Bush in Asia: friendly turf

Rebuffed in Latin America, he is set to push China to open its markets more broadly.

As President Bush arrives in Japan Tuesday, he can be grateful for one thing: He won't have a Hugo Chávez to contend with on a week-long trip to Asia.

Less than two weeks after a Latin American trip that got bogged down in the Venezuelan president's high-profile challenge to the American recipe for prosperity, Mr. Bush heads to friendlier territory.

With a focus on economics and security, the president faces little opposition from a dynamic Asia that has cooperated in the war on terror. Nor does he need to fear a rebuff, like the one dealt him at the Summit of the Americas in Argentina, when he attends an Asia-Pacific Economic Cooperation (APEC) meeting on Friday in South Korea.

"We could see some ugly scenes in Seoul, because anti-Americanism is running high there and the current government has a populist vein and is not above playing to the crowds," says Dan Blumenthal, a resident fellow in East Asian studies at the American Enterprise Institute in Washington. "But there's no Hugo Chávez there."

Bush travels to four countries - Japan, South Korea, China, and Mongolia - with his biggest challenge coming from China.

Trade issues and China's currency will top the agenda in Beijing. The US and China last week signed a three-year agreement to reduce the billions of dollars of China's clothing shipments to the United States.

Still, Bush is under pressure from a restive Congress to clamp down even more on Chinese imports and to threaten trade sanctions if China does not revalue the yuan. Congress wants such action in order to open up the huge market of 1.3 billion Chinese to American products.

A push for democracy

At the same time, Bush is under pressure from an alliance of conservatives and neoconservative foreign-policy idealists to do more to advance in China the international agenda of freedom and democracy he laid out in his inaugural address in January.

"The atmosphere in Beijing towards the US is quite positive right now, from their perspective everything is going hunky-dory," says David Shambaugh, director of the China policy program at George Washington University in Washington.

Just back from a trip to China, Mr.
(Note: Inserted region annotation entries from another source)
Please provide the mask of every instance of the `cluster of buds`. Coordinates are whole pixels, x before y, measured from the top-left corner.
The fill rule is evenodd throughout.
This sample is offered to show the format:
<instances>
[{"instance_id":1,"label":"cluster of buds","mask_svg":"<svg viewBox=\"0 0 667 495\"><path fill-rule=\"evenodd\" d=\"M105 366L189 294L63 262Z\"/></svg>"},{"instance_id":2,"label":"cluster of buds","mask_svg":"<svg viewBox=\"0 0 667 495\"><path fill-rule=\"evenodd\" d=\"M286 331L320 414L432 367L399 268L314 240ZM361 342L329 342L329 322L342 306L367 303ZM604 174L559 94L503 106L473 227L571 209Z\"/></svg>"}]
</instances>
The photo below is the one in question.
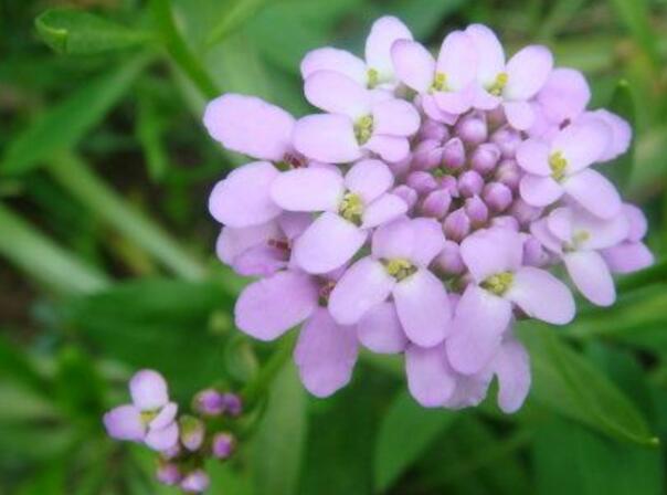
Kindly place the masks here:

Shambaugh says the Chinese are satisfied with the direction even of traditionally prickly issues like Taiwan - but are bewildered by the "barrage of attacks and criticisms from different quarters in Washington" including the Republican right, neoconservative forces, human rights and democracy groups, and trade organizations.

US officials say Bush will bring up the full range of issues that figure in the US-China relationship, but that the president will stick to a more "realist" diplomatic tack that foresees gradual political change in China.

That won't please China's toughest critics here, but it is in line with what Chinese officials anticipate, Shambaugh says.

China's leaders "know they have to talk about the trade deficit and the revaluation of the yuan," he says. "They know they have to listen to Bush on human rights - but they won't discuss it with him."

Better military ties

The US and China are also likely to seal a deal on expanded military exchanges that Defense Secretary Donald Rumsfeld has been discussing with Chinese officials over recent weeks.

Bush is unlikely to come down too hard on the Chinese on economic issues or to take the same aggressive pro-democracy approach he is applying in the Middle East for one overarching reason, experts say: China is a world power with a veto on the United Nations Security Council.

Bush wants to foster cooperation from Beijing on several key international issues, including Iran and North Korea's nuclear programs, and Syria's influence in Lebanon and Iraq.

AEI's Mr. Blumenthal says he expects to see the White House take a two-pronged approach to China: public pressure on economic issues coupled with behind-closed-doors urging to improve democracy and human rights.

Bush is set to give a major speech on democracy in Kyoto, Japan, Wednesday in which he is expected to emphasize the benefits that democratic reforms would bring to the Chinese people.

"But once in China, the practice has been and will continue to be more private prodding on democracy and human rights - something unlike what we've seen in other countries" where Bush has taken his democratization agenda, Blumenthal says.

Deputy Secretary of State Robert Zoellick, the former US trade representative, recently took advantage of several days of talks with Chinese officials to criticize the country's communist political system.

Back seat to religion

The president may mention religious freedoms in public as a gesture to his political base, but Blumenthal says the greater pressure will come on the economic issues.

Earlier this month Washington pressured Beijing into accepting limits on its export to the US of certain textiles, and Congress would like to see more.

Bush is under a certain amount of bipartisan pressure to raise the threat of trade sanctions if China does not allow a further revaluation of its currency.

One reason Bush can expect relatively calm waters over much of his trip is that APEC is an organization focused on economic issues, an area where participating governments largely agree.

But Blumenthal notes that Bush is likely to move somewhat outside that box in bilateral meetings he has set with the president of Indonesia and the prime minister of Malaysia in the margins of the APEC meeting.

"Bush will take up the question of Islam and democracy when he meets with those two leaders," Blumenthal says, "so that's a bit of a switch."